De seguro que había otro método, pero al final, ¿hubiera costado más o menos vidas en el balance final ir por un camino o por el otro?
¿Cabe esta pregunta o solo importa el medio en vez del fin? ¿Cualquier medio es válido con tal de alcanzar el fin? Algo me dice que no. Aun cuando se trate de algo tan siniestro como el zarismo, el estalinismo, el comunismo, el nazismo, el yihadismo, el maoísmo o cualquier forma de terrorismo, -cualquiera sea su propósito o su ideología, si es que tiene alguna-.
¿Cómo se lo frena hoy a Vladimir Putin si este sigue decidido a avanzar hacia occidente o si decide atacar a Suecia o a Finlandia? ¿O a Moldavia o cualquier otro país todavía no miembro de la OTAN ni de la Unión Europea?
Por desgracia, sigo sin lograr dar con la respuesta que busco.
Si me parece que el mayor peligro de los totalitarismos es que nos convierte en totalitaristas cuando buscamos luchar contra ellos. La retaliación no puede ser el camino. No se combate una mala idea con una ametralladora. Tampoco se busca imponer ideas -tengan el mérito que tengan-, por la fuerza. Menos por la fuerza de las balas y de las bombas.
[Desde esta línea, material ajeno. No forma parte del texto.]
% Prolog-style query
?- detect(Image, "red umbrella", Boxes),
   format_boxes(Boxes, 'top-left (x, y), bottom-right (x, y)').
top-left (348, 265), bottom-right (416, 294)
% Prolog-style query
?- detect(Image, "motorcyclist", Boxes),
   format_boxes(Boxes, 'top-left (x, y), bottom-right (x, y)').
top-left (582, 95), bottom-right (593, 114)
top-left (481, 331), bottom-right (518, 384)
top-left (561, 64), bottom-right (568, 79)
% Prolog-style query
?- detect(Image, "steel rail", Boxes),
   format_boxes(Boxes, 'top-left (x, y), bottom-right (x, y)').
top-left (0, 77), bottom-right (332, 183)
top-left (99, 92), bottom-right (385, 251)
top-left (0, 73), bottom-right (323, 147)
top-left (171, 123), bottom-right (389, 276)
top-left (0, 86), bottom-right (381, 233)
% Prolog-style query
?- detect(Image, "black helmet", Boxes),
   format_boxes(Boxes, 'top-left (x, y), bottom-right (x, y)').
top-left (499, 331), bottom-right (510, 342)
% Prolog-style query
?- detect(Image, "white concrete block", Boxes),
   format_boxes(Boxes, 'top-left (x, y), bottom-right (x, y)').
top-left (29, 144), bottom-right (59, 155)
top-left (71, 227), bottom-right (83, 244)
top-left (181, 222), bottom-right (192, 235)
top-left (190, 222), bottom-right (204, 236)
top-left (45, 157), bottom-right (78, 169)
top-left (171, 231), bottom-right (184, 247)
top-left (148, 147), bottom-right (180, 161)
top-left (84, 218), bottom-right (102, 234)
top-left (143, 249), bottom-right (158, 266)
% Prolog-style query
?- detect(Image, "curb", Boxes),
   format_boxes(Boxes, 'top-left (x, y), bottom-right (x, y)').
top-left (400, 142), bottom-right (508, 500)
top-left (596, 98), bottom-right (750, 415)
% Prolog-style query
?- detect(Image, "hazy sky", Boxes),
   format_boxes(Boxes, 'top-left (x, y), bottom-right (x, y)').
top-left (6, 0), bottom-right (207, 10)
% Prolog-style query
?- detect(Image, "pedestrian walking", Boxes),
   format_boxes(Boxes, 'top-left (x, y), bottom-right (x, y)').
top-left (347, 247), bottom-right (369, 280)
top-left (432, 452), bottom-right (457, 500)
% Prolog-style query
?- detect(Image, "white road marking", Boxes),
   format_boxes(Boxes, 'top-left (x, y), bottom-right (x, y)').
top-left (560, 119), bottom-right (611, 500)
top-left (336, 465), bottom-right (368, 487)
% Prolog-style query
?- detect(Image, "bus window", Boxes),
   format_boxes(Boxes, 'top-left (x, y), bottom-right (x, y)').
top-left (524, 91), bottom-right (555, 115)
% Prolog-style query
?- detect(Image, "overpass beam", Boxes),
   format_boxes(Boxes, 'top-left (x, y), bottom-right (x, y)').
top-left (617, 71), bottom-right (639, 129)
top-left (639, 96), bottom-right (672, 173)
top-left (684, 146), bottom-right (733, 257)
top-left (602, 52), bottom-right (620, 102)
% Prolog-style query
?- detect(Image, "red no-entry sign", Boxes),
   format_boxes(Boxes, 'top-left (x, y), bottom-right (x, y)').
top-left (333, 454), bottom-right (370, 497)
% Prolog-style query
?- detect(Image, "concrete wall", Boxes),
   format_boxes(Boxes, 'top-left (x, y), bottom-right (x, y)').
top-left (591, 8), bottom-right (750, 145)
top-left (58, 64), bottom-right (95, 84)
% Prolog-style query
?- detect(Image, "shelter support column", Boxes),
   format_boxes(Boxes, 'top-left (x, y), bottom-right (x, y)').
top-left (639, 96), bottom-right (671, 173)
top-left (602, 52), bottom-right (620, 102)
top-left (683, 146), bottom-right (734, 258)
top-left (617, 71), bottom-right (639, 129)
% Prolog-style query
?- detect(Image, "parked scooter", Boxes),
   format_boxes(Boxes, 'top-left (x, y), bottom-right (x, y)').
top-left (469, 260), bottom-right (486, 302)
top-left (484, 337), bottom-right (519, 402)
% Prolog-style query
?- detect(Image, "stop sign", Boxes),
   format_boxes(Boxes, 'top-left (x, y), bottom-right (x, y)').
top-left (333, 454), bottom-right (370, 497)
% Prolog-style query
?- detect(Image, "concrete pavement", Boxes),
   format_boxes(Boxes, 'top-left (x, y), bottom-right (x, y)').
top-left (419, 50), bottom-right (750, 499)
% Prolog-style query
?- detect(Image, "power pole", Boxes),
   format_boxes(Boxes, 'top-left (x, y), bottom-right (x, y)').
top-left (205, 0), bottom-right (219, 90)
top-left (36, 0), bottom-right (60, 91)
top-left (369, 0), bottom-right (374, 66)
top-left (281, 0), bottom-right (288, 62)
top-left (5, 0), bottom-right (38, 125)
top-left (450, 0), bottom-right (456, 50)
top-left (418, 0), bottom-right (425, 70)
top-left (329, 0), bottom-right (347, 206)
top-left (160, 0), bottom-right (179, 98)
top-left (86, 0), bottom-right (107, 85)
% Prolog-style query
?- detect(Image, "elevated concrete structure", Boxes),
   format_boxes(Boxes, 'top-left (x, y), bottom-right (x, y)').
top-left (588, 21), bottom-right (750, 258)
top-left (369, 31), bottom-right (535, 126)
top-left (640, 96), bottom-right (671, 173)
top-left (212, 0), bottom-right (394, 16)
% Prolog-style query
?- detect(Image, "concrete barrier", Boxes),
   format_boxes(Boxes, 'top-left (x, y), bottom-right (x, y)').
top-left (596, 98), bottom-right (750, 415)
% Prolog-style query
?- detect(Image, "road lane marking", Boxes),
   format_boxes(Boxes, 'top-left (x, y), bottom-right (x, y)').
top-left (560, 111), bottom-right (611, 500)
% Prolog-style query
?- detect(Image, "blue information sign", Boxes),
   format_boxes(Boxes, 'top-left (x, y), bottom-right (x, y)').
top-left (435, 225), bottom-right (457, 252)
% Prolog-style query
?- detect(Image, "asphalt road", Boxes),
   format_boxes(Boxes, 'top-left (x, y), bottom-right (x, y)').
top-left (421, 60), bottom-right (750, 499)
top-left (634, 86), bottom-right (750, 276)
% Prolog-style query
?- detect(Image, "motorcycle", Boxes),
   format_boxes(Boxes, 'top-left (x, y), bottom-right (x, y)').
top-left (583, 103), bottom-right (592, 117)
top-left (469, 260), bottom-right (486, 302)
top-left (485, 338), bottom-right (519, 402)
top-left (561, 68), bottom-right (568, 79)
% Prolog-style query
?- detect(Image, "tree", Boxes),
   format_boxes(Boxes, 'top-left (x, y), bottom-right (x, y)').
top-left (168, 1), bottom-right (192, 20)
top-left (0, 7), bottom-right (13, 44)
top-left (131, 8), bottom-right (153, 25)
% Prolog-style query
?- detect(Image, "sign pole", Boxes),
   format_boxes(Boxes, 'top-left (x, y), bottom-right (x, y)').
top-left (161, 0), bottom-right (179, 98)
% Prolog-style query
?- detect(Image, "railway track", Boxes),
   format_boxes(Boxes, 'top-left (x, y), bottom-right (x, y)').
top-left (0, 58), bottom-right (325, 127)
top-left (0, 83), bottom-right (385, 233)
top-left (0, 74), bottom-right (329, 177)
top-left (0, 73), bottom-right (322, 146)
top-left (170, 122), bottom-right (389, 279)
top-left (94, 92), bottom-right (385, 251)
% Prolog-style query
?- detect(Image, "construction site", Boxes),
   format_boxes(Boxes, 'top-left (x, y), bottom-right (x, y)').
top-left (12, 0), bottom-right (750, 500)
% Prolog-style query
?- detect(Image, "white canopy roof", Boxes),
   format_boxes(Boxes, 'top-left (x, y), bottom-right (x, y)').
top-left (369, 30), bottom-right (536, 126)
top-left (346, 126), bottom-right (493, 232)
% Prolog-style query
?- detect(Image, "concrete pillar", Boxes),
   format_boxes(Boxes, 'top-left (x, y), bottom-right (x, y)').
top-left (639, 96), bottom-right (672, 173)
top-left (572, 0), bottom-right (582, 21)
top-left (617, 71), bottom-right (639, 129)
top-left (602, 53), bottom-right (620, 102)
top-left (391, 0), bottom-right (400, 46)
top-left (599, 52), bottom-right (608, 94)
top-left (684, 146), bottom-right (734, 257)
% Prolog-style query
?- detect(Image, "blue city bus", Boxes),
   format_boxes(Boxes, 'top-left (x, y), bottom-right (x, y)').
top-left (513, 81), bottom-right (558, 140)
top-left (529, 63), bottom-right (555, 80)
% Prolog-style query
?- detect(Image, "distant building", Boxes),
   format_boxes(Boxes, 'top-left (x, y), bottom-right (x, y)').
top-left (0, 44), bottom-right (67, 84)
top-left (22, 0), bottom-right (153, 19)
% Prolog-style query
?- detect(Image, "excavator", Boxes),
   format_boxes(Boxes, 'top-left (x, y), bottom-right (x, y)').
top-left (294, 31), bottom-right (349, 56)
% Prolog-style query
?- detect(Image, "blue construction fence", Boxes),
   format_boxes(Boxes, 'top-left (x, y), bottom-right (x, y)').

Cada vez estoy más convencido que no es con la violencia que se frena la violencia. Tampoco con la violencia se impone la paz. No se apaga el fuego arrojándole combustible. Eso sólo conduce a mayores injusticias que, casi con seguridad, nunca obtendrán su expiación. Quizás el mayor ejemplo a seguir sea la del coronel Valle Larraburu; hoy a punto de ser beatificado por las cartas que le mandó a su familia durante su cautiverio a manos del ERP; antes de ser asesinado. Una pálida reivindicación tardía y que instala algún sentido de justicia. Una justicia que tiene que ser la misma para todos; caso contrario no será jamás justa y no existirá posibilidad de expiación.
Expiación. Qué linda palabra; qué lindo concepto. ¿Argentina alguna vez alcanzará esta expiación que tanto necesitamos para volver a un sendero que nos permita avanzar?